Наши домашние дела (Порецкий) - страница 9

Здѣсь однако мы должны сдѣлать маленькую оговорку. Надо вспомнить, что баронъ, оставившiй свою первоначальную дѣятельность и не показывавшiйся публикѣ въ продолженiе десяти лѣтъ, снова потомъ появился на нѣкоторое время предъ нею; но тутъ онъ появился уже не на томъ конькѣ: тутъ его остроумiе приняло другой оттѣнокъ; оно перестало быть простыми разноцвѣтными камешками, а получило смыслъ, соотвѣтствующiй настоящму времени и его потребностямъ (баронъ былъ человгкъ разумный и съ большимъ тактомъ!).. Мы говорили, конечно, о его первомъ, старинномъ конькѣ.

Что дѣлалъ онъ, въ перiодъ своей первоначальной дѣятельности, съ наукой и съ вопросами, — это всѣмъ памятно, и объ этомъ мы уже говорить не будемъ. Но не припомните ли напримѣръ его взглядовъ на женщинъ и характера его глумленiя надъ ними? Если припомните это, если припомните его язвительныя, холодня рѣчи о нихъ, да еще припомните его Фантастическiя путешествiя, а потомъ заглянете… хоть въ остроумный фельетонъ "Спб. Вѣдомостей", въ № 100-мъ сего 1861 года, то изъ послѣдняго непремѣнно пахнетъ на васъ чѣмъ-то давно знакомымъ и давно забытымъ; вы тотчасъ разпознаете фасонъ потертаго и обломаннаго пьедестальчика, разпознаете поступь престарѣлаго и изъѣзженнаго конька… Тамъ, въ фельетонѣ, видите ли, авторъ сообщаетъ почтеннѣйшей публикѣ разныя безобразныя видѣнiя своего магнетическаго сна, изъ которыхъ самымъ безобразнѣйшимъ показалось намъ слѣдующее:

Въ обширной общественной залѣ кто-то читаетъ публичную лекцiю "объ эмансипацiи женщинъ"; слушаютъ лекцiю однѣ женщины, а у подъѣзда, съ салопами и калошами стоятъ ихъ мужья; слушательниы неистово рукоплещутъ, и потомъ выносятъ лектора на рукахъ, сажаютъ его въ экипажъ и везутъ на себѣ, а мужья со страхомъ и мольбами бѣгутъ за ними въ догонку, предлагая, кто платокъ, кто калоши, въ предохраненiе отъ простуды, но съ презрѣнiемъ и негодованiемъ отвергаются и отгоняются.
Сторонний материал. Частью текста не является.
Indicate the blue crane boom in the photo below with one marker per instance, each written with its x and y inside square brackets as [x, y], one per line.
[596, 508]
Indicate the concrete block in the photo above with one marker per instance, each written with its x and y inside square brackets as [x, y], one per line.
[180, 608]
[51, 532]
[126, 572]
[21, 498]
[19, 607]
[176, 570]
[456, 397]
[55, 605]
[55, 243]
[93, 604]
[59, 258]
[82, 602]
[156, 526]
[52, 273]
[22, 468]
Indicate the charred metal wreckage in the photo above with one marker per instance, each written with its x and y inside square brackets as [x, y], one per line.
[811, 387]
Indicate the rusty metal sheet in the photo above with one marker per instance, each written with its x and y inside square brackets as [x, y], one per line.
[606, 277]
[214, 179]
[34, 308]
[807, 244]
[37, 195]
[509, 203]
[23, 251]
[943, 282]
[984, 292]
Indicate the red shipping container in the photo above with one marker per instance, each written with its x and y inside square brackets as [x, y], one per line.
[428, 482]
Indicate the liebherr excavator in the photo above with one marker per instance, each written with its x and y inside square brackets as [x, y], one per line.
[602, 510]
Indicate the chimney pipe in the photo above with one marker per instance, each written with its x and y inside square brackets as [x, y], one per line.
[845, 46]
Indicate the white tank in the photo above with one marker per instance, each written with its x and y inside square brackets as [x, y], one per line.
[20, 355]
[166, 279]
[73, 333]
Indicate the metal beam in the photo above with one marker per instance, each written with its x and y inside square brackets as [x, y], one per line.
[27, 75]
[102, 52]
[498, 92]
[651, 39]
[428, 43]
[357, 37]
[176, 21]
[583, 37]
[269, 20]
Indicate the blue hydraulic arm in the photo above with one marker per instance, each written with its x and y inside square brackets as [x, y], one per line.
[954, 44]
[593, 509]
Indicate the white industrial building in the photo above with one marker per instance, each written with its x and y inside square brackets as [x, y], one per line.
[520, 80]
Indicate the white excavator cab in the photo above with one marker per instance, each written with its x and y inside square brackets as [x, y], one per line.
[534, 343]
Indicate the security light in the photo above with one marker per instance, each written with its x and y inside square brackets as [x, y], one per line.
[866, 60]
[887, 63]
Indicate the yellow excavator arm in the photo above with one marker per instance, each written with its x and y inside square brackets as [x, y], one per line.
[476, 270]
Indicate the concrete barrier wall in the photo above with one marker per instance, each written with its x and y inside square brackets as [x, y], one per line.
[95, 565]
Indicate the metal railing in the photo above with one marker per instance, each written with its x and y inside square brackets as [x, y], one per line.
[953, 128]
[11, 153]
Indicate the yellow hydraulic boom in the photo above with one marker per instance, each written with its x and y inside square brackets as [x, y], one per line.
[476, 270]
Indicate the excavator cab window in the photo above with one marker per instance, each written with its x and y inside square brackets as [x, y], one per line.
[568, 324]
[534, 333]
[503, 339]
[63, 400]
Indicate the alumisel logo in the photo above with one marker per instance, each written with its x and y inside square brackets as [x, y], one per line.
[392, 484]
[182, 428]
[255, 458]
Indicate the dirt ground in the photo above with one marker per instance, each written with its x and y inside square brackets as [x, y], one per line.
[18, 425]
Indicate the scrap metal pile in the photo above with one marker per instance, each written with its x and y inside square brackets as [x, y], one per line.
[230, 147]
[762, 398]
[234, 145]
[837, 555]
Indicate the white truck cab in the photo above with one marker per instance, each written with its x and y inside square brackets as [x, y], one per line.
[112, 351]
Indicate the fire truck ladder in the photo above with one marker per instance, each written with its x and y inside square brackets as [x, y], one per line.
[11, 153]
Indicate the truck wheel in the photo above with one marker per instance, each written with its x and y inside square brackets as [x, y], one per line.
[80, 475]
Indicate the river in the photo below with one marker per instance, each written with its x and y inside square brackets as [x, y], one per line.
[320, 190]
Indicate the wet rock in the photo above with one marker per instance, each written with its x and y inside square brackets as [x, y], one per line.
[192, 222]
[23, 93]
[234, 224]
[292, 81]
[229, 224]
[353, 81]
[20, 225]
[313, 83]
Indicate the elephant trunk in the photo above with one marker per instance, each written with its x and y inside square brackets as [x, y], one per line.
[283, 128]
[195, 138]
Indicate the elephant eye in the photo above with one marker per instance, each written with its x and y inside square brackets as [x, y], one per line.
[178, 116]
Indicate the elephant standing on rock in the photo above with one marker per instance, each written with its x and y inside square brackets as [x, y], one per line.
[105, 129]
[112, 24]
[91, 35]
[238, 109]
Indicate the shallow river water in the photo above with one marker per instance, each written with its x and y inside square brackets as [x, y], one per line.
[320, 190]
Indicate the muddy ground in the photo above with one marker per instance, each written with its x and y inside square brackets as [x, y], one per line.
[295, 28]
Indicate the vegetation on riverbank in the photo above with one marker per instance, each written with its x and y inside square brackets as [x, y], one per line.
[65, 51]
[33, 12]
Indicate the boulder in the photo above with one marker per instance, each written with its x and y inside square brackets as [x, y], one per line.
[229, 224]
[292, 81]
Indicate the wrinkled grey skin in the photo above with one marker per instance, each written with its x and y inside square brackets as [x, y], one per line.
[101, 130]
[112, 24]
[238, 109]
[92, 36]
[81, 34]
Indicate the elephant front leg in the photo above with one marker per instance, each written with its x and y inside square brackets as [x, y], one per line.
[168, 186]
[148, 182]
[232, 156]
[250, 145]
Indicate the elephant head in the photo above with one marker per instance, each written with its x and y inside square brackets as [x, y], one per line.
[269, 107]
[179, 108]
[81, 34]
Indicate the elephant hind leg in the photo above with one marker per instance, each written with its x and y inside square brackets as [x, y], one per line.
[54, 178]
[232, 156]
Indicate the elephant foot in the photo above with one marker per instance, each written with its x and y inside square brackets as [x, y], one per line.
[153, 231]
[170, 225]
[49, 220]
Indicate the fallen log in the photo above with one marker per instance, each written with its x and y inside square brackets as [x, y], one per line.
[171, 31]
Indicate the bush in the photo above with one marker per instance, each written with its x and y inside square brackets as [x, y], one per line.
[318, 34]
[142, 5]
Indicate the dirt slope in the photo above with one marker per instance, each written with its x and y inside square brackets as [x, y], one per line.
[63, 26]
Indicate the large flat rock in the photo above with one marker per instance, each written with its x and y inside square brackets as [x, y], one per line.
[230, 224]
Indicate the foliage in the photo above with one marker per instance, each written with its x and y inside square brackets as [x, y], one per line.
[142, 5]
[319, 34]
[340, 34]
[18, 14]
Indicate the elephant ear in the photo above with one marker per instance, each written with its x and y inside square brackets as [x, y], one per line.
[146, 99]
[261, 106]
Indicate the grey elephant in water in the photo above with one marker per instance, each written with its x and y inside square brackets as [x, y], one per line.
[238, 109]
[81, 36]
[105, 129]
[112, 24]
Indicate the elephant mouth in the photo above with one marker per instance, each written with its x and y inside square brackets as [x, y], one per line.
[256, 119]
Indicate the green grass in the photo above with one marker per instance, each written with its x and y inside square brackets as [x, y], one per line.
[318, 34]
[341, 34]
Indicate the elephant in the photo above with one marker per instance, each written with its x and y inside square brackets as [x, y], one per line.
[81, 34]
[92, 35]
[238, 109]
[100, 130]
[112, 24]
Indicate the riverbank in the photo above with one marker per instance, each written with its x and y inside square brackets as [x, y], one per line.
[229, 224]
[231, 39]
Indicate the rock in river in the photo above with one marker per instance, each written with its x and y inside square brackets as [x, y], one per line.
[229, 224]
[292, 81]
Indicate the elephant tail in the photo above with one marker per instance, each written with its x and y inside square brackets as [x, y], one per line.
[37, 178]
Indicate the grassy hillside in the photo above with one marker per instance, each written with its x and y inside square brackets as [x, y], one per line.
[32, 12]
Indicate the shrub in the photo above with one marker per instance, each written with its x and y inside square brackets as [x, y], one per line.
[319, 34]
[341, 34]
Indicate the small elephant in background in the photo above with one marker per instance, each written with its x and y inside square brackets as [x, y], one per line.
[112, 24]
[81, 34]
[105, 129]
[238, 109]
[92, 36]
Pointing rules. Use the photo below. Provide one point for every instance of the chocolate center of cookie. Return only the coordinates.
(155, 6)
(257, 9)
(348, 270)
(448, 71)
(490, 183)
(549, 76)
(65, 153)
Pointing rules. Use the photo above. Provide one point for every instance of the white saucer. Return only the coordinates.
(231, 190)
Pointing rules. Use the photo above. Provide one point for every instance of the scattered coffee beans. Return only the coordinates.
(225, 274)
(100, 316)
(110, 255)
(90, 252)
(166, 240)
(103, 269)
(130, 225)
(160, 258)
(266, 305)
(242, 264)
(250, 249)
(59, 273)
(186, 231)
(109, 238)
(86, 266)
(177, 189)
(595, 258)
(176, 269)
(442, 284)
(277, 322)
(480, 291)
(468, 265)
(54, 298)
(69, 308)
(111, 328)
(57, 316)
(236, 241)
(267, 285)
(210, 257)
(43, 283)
Все это пространно, краснорѣчиво и остроумно изложенное, мы прочли, не улыбнувшись ни разу, а потомъ подумали: зачѣмъ все это пишется? вѣдь, вѣроятно, съ цѣлью доставить удовольствiе читателю и вызвать улыбку на его уста. Отчего же мы не улыбались? — Оттого, отвѣтилъ намъ внутреннiй голосъ, что во всемъ этомъ остроумномъ видѣнiи нѣтъ и тѣни какой-нибудь свѣженькой мысли; оттого, что глумленiе надъ унизительной ролью мужей, потворствующихъ прихотямъ женъ, до того истерлоь и износилось, до того набило всѣмъ оскомину, что пускать теперь его за современное остроумiе уже нѣтъ никакой возможности. Для кого же это пишутъ? И для чего наконецъ безобразятъ и пачкаютъ этой ни на что не нужной грязью только-что возникшiй вопросъ, который и безъ того уже забросанъ ложнымъ и дикимъ пониманьемъ, разными излишествами, преувеличенiями, тупыми и близорукими взглядами? Для кого, говоримъ, пишутъ это? Для большинства? Для того, чтобы оно посмѣялось надъ новымъ вопросомъ, не успѣвши вникнуть въ него, и отвернулось бы отъ него, оставшись при добродушномъ убѣжденiи въ нормальности и безъукоризненности существовавшей до сихъ поръ системы женскаго воспитанiя, опредѣляющаго и настоящее положенiе женщинъ въ обществѣ, и ихъ нравы и склонности?.. Господа! потрудтесь прежде сами понять вопросъ, потрудитесь прежде очистить его, выдѣлите изъ него ту часть, которая несомненно истинна, и дайте всѣмъ усоить эту истину; а потомъ отброшенныя излишества предавайте пожалуй какому угодно осмѣянiю. Но, теперь, вѣдь это даже вредно, вредно для нашего развитiя. Правда, вреда тутъ можетъ и не быть, если ваше изобрѣтенiе, будучи приправлено весьма слабымъ, выдохшимся остроумiемъ, не произведетъ эффекта и пройдетъ незамѣченнымъ… Да! только это одно обстоятельство и можетъ успокоить вашу совѣсть.